Manuka-Honig in der Hautpflege: Was MGO ist, was bei Wunden belegt ist und was davon auf eine normale Creme übertragbar ist — ehrlich einsortiert, ohne Hype.

Honig auf der Haut ist eine uralte Idee — schon im alten Ägypten und in der Antike wurde er auf Wunden und raue Haut gestrichen. Der Manuka-Honig aus Neuseeland hat dieser Tradition eine moderne Geschichte hinzugefügt. Heute steht er auf Cremes, Seifen und Gesichtspflege. Schauen wir uns in Ruhe an, woher er kommt, was ihn besonders macht, wie du Honig selbst nutzen kannst und was die Studien dazu sagen.

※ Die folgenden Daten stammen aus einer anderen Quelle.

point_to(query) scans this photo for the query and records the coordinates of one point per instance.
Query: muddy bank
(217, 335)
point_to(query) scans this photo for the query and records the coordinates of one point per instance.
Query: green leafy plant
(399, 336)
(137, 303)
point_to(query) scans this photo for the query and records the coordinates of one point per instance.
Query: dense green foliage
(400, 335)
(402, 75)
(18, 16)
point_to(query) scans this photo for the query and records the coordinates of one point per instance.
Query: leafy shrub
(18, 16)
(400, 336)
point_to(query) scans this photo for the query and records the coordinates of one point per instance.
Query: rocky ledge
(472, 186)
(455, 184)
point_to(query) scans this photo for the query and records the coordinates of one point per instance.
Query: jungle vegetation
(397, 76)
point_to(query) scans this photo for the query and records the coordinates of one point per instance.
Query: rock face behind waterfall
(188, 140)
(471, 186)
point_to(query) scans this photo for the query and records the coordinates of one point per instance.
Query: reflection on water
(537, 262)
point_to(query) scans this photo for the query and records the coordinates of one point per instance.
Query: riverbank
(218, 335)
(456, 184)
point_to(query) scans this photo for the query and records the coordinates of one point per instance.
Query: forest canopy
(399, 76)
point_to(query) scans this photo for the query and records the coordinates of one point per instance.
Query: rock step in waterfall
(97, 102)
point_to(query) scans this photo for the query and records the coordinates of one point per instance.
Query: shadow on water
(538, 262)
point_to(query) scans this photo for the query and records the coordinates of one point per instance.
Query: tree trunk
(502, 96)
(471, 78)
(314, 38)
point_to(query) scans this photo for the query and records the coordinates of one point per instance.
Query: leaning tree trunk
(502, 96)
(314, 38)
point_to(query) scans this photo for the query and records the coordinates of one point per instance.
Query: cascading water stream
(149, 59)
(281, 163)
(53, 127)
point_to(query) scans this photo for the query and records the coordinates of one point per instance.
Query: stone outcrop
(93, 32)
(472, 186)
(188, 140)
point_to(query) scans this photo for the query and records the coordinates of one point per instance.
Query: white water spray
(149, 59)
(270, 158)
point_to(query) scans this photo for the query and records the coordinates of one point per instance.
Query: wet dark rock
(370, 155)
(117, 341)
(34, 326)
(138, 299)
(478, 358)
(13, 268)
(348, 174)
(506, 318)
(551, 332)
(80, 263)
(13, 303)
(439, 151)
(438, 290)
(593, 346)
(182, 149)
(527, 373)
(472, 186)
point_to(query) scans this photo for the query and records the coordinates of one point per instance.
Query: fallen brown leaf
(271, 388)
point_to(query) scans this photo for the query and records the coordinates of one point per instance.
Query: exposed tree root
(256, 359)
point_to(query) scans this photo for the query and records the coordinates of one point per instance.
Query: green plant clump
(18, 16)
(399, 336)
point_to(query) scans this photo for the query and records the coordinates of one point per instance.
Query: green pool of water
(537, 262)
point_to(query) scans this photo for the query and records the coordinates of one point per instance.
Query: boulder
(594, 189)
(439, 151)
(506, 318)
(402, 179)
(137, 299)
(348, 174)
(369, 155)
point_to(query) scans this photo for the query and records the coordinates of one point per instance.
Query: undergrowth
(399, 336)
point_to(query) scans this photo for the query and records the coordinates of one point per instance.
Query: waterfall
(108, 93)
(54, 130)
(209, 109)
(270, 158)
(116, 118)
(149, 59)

Kurz gesagt: Manuka-Honig verdankt seinen besonderen Ruf einem Stoff namens Methylglyoxal (kurz MGO), der Keime hemmen kann. Besonders gut untersucht ist das für medizinischen Honig auf Wunden — eine eigene Produktkategorie, die sich von einer Pflegecreme mit Honig unterscheidet. In Kosmetik ist Honig vor allem ein guter Feuchtigkeitsspender. Dazu ein Service-Hinweis zur Verträglichkeit (Propolis, Pollen) am Ende.

Was ist Manuka-Honig?

Manuka-Honig ist Honig von Bienen, die den Nektar des Manukastrauchs (botanisch Leptospermum scoparium) sammeln — eine Pflanze, die vor allem in Neuseeland und Australien wächst. So weit, so normal. Das Besondere kommt erst danach.

Im Nektar dieser Pflanze steckt ein Vorläuferstoff. Während der Honig reift, wandelt er sich langsam in Methylglyoxal um — kurz MGO (der Vorläufer heißt, für Neugierige, Dihydroxyaceton). Das ist der Stoff, um den sich der ganze Wirbel dreht. MGO kann Keime hemmen — das ist im Labor gut nachweisbar.

Der Clou: Fast jeder Honig wirkt ein bisschen keimhemmend. Bei den meisten passiert das über Wasserstoffperoxid — denselben Stoff, der auch in Wunddesinfektionsmitteln steckt. Dieser Effekt ist aber empfindlich und zerfällt schnell wieder. Das MGO im Manuka-Honig ist robuster und bleibt aktiv, wenn das Wasserstoffperoxid längst weg ist. Genau deshalb hebt sich Manuka von gewöhnlichem Honig ab.

Was bedeuten MGO und UMF auf dem Etikett?

Auf Manuka-Gläsern stehen oft Zahlen wie „MGO 250" oder „UMF 10+". Kurz übersetzt:

  • MGO ist schlicht die Menge an Methylglyoxal im Honig. Je höher die Zahl, desto mehr davon ist drin. Zum Größenvergleich: Normaler Honig kommt auf eine winzige Menge MGO, Manuka kann das Vielhundertfache erreichen. Fürs Etikett heißt das: höhere Zahl = mehr MGO im Honig. Für eine Pflegecreme auf gesunder Haut spielt die genaue Stufe aber kaum eine Rolle.
  • UMF („Unique Manuka Factor") ist ein Prüfsiegel aus Neuseeland, das nicht nur das MGO misst, sondern noch zwei weitere Manuka-typische Stoffe — quasi ein Echtheits- und Stärke-Check in einem.

Wichtig fürs Verständnis: Diese Zahlen sagen etwas über den Honig im Glas aus — über die Stärke seiner keimhemmenden Wirkung im Labor. Sie sagen nichts darüber, wie viel davon in einer Creme steckt oder was eine Creme auf deiner Haut bewirkt. Dazu gleich mehr.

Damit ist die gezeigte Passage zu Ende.